Sergio Ramírez
El Papa Juan Pablo II había mandado a clausurar por decreto no sólo el infierno, sino también el purgatorio, presente igualmente en mis pesadillas infantiles, y el limbo, un castigo que ni la mejor buena voluntad me hizo nunca comprender en aquellas sesiones de adoctrinamiento de la iglesia parroquial, eso de que los niños a quienes sorprendía la muerte sin haber sido bautizados debían ir a un lugar apartado y triste, donde su castigo eterno era la soledad. Deduzco que si el infierno ha sido restituido con toda su pompa flamígera, también va a ser reabierto el purgatorio, y quién quita también, el limbo.

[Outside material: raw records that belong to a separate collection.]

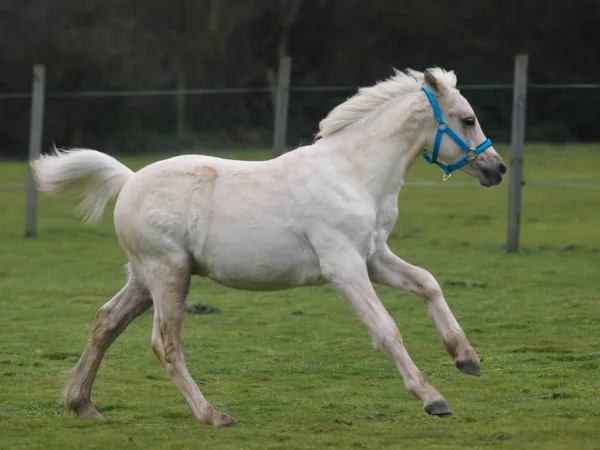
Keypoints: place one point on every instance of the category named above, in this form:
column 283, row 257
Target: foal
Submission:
column 319, row 214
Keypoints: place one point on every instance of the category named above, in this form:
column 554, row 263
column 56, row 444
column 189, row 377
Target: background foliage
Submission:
column 150, row 44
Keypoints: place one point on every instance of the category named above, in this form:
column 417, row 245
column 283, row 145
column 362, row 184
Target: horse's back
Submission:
column 234, row 219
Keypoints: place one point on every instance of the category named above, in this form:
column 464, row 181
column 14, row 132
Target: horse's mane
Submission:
column 373, row 98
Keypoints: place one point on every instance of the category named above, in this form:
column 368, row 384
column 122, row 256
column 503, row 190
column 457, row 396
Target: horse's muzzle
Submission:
column 492, row 176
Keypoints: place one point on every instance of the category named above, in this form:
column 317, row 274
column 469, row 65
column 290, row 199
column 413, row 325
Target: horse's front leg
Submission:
column 387, row 269
column 348, row 274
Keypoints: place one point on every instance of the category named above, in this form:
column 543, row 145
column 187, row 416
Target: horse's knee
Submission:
column 103, row 325
column 386, row 336
column 426, row 286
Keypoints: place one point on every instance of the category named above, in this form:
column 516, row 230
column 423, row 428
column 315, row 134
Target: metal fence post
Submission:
column 35, row 145
column 516, row 156
column 281, row 105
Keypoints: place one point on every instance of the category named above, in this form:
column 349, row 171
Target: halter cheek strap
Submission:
column 471, row 153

El Papa Benedicto, por lo que puede verse de lejos, lo que quiere es una iglesia de creyentes militantes, un partido de cuadros intransigentes, como el que quiso en su día Lenin, que supo copiar no pocas de sus reglas disciplinarias de las concebidas por San Ignacio de Loyola. Y dentro de esa cerrada defensa de la fe que regresa a sus orígenes y no quiere saber nada de veleidades modernas, entre ellas la ciencia, el infierno recupera toda su majestad, y Benedicto pretenderá de nuevo aterrorizar a los niños con aquellas mismas imágenes de llamas eternas que me hicieron despertar a mí con graves sobresaltos cada noche. Mejor consuelo serán los versos atribuidos a Santa Teresa:
No me mueve, mi Dios, para quererte,
el cielo que me tienes prometido,
ni me mueve el infierno tan temido
para dejar por eso de ofenderte…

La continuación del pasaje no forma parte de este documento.